Other poems grapple with the Frankenstein scientists. In "Upon Hearing of the Mormon DNA Collection," Erdrich writes about the appropriation of Cherokee DNA samples. Another topic is Kennewick Man, a thousand-year-old body excavated in Washington state in 1996 and central to a lawsuit. Erdrich chooses to give him voice as though he were a contemporary character. She imagines him as an online date in "Kennewick Man Attempts Cyber-date" and as a speaker presenting a news release in "Kennewick Man Tells All." In this last poem, his statement to the press is a brief couplet: "I am 9,200 years old. / I am bone. I am alone."

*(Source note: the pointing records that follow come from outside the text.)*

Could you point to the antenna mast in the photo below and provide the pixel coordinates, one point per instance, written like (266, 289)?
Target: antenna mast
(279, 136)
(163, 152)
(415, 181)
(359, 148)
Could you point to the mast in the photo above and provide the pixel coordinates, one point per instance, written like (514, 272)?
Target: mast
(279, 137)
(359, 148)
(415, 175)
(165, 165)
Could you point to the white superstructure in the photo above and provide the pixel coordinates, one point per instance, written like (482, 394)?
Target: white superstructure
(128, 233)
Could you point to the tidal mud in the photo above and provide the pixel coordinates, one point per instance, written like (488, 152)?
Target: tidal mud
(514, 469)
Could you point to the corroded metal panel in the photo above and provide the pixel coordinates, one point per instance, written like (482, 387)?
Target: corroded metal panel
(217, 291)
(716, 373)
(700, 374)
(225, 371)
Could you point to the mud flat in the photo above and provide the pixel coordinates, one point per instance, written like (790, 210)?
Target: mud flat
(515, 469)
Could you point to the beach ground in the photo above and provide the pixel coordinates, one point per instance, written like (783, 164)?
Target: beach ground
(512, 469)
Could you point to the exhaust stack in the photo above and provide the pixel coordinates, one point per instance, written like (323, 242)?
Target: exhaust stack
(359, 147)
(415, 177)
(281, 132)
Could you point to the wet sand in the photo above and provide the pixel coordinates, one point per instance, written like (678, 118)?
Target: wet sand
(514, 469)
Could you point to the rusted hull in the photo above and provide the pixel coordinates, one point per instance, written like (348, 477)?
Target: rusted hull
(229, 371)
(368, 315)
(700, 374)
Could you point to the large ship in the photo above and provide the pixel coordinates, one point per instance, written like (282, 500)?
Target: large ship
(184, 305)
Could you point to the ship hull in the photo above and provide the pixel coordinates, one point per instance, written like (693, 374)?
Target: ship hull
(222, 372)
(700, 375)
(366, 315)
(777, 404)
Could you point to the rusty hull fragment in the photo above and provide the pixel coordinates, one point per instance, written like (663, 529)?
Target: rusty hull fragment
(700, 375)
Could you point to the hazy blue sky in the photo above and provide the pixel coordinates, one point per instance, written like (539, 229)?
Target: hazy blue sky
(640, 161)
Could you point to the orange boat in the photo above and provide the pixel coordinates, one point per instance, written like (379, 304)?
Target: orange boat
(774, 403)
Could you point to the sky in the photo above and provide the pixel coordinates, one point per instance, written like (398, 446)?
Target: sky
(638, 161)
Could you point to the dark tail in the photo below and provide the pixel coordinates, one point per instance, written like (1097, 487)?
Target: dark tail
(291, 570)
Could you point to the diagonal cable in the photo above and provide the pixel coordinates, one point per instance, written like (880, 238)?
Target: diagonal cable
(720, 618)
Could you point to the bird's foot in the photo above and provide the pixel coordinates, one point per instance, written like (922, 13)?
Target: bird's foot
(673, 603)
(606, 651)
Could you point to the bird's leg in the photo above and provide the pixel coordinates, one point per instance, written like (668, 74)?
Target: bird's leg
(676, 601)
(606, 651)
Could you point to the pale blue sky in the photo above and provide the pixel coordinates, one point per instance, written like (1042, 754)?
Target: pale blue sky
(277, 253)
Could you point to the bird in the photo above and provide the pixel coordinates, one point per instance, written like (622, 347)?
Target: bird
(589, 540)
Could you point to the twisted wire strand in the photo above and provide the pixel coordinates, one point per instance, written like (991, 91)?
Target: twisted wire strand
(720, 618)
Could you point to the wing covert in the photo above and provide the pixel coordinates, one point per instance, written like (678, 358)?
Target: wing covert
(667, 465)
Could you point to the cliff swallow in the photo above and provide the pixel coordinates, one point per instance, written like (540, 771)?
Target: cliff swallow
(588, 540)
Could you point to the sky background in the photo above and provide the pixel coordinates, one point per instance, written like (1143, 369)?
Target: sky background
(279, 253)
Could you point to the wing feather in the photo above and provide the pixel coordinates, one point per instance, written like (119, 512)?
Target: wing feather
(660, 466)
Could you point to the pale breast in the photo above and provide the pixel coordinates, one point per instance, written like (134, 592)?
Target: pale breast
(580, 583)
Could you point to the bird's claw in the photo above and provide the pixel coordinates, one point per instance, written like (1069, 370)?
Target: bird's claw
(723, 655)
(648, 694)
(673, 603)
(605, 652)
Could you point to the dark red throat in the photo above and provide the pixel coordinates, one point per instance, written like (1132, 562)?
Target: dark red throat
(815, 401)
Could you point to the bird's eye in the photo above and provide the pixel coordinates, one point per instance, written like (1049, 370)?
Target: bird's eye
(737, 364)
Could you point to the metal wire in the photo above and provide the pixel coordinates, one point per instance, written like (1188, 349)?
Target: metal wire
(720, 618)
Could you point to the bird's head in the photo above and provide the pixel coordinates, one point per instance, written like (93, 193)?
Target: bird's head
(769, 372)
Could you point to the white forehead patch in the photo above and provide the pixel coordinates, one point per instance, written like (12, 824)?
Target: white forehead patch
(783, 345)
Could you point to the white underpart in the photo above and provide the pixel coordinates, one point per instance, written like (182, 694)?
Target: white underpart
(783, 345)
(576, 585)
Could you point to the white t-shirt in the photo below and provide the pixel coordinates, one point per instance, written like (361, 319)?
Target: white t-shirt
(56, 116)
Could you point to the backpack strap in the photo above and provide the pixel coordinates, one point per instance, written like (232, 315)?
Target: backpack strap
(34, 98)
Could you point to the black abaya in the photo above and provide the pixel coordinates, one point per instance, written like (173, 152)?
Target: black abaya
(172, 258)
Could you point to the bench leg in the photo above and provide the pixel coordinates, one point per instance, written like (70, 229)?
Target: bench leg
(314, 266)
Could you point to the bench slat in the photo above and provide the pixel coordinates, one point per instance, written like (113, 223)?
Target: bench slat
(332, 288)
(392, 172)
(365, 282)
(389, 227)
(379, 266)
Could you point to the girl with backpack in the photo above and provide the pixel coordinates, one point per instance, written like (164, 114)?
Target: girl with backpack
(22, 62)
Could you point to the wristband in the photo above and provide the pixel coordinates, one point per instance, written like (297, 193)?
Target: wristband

Erdrich's book asserts Ojibwa language and culture alongside the latest technology. She also explains, throughout the book, the Ojibwa experience within the context of the 21st century. The view is often amusing, as she shifts to playful "Indian humor" to describe not only the debacle of Kennewick man, whose DNA is being sampled, to lust of an "Indigenous Elvis" who works with scanning machine security at the airport and "eases in too close." Erdrich synthesizes high and low culture, as well as new technologies, to create her ambitious compositions in verse and prose. Adapting to new information is her survival strategy.
Kevin Young
Young takes science to its very originator, Aristotle, as he reconfigures poetic categories in "The Grey Album: Music, Shadows, Lies." Young creates his own genres based on African-American thought. He opens with an "Overture," a three-page, extended definition of the term "Storying." No verb appears. He follows this with a brilliant discussion of the
"shadow" book behind African-American written texts. Young names three types of shadow books: those that are never written, larger volumes that inform published books in fragmentary form, and lost books. Amiri Baraka's book of poetry titled "Preface to a Twenty-Volume Suicide Note" hinges on a haunting suicide note, even though it does not exist in physical form. This is an example of Young's shadow books.

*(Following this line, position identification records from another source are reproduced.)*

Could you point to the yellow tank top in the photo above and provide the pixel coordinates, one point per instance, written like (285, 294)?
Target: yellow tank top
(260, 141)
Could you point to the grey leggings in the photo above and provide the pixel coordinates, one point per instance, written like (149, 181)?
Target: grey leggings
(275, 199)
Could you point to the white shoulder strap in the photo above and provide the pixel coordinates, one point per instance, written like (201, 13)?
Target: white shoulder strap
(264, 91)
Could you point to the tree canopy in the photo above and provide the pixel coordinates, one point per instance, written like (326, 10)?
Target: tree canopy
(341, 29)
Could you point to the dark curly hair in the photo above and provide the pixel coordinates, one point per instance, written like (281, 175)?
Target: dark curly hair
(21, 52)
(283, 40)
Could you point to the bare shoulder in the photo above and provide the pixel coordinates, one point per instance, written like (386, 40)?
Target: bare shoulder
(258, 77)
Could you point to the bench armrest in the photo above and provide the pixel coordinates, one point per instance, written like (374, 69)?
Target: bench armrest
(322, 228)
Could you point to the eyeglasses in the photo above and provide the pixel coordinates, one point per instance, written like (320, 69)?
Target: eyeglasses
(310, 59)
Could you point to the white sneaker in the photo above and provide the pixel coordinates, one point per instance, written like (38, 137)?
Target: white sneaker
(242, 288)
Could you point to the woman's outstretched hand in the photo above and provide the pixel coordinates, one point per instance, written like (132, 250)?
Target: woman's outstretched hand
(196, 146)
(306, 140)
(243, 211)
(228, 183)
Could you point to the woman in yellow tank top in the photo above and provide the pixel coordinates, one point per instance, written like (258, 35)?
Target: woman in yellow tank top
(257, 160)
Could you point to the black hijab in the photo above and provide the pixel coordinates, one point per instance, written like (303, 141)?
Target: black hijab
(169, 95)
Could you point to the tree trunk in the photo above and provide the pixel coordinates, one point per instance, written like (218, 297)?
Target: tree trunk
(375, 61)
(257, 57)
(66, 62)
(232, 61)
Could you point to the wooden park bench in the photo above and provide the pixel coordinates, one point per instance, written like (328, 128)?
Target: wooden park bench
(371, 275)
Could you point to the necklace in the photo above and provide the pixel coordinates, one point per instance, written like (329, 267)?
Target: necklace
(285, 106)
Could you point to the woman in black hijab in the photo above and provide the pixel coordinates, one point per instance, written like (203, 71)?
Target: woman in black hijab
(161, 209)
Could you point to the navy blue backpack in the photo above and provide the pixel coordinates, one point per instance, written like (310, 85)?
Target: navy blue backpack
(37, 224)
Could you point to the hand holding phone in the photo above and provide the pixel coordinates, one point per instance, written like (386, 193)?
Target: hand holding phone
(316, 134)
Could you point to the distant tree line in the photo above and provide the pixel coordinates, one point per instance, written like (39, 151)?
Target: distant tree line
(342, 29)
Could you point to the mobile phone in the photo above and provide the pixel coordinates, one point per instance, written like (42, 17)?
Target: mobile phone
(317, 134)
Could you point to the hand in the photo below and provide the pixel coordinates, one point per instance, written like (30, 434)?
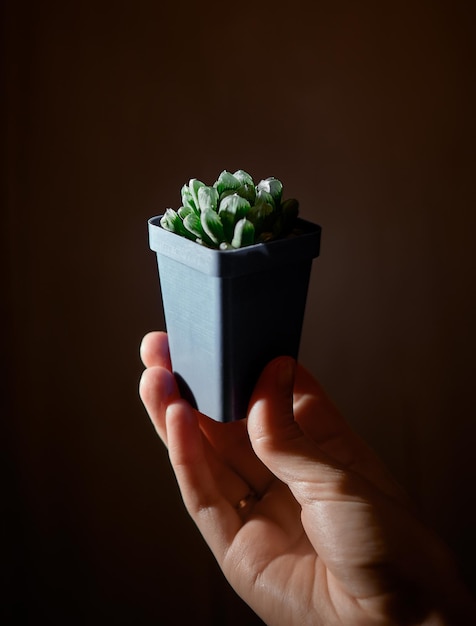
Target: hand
(304, 521)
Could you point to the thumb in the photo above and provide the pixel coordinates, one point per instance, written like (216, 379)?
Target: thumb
(278, 439)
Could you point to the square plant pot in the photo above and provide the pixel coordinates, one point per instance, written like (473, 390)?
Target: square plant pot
(229, 312)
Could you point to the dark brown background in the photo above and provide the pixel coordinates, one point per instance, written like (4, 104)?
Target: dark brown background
(366, 112)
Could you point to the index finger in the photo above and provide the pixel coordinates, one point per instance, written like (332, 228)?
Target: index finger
(154, 350)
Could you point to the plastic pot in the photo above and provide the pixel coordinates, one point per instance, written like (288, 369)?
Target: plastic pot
(228, 313)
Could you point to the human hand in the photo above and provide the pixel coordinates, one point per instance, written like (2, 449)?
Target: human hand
(327, 537)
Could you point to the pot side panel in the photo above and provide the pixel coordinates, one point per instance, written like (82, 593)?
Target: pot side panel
(223, 331)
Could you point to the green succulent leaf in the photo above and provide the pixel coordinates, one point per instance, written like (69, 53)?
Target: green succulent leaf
(248, 192)
(187, 199)
(207, 198)
(194, 185)
(172, 222)
(184, 211)
(244, 234)
(272, 186)
(193, 224)
(226, 181)
(233, 212)
(264, 197)
(212, 226)
(232, 208)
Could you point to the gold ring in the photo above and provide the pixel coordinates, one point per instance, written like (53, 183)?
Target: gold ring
(246, 501)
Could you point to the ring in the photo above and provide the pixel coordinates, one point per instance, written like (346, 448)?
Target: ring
(246, 501)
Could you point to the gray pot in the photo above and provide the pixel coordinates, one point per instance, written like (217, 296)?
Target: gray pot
(228, 313)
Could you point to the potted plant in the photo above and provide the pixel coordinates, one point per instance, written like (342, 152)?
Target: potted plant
(234, 264)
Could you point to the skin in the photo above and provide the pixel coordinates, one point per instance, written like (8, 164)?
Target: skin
(330, 538)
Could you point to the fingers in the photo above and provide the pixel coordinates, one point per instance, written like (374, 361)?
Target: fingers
(309, 433)
(157, 390)
(215, 516)
(276, 437)
(154, 350)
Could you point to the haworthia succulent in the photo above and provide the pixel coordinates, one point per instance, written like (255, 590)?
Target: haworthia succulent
(233, 212)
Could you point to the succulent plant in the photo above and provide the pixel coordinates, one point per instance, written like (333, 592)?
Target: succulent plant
(233, 212)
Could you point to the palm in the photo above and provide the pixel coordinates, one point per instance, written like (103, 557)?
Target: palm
(270, 547)
(322, 542)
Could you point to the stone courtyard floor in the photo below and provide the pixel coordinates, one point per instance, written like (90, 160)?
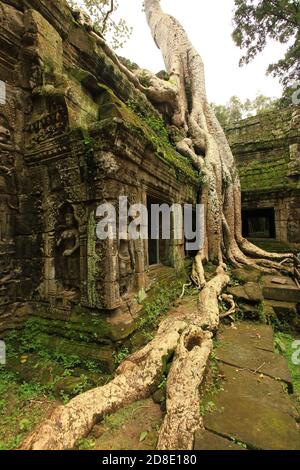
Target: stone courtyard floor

Other topics are hip-hop, blues, slavery, Langston Hughes, Paul Laurence, postmodernism and post-soul poetics. As the author of seven collections of poetry, Young approaches his first book of prose with a lyrical ear. He breaks down Aristotle's separation of rhetoric from poetics, and his style marks his assertion of a separate aesthetics as much as his subject matter.
Young grew up in Topeka and now teaches at Emory University as the Atticus Haygood Professor of Creative Writing. This book won the Graywolf Press Nonfiction Prize, and it is brilliant entertainment as it reshuffles cultural history.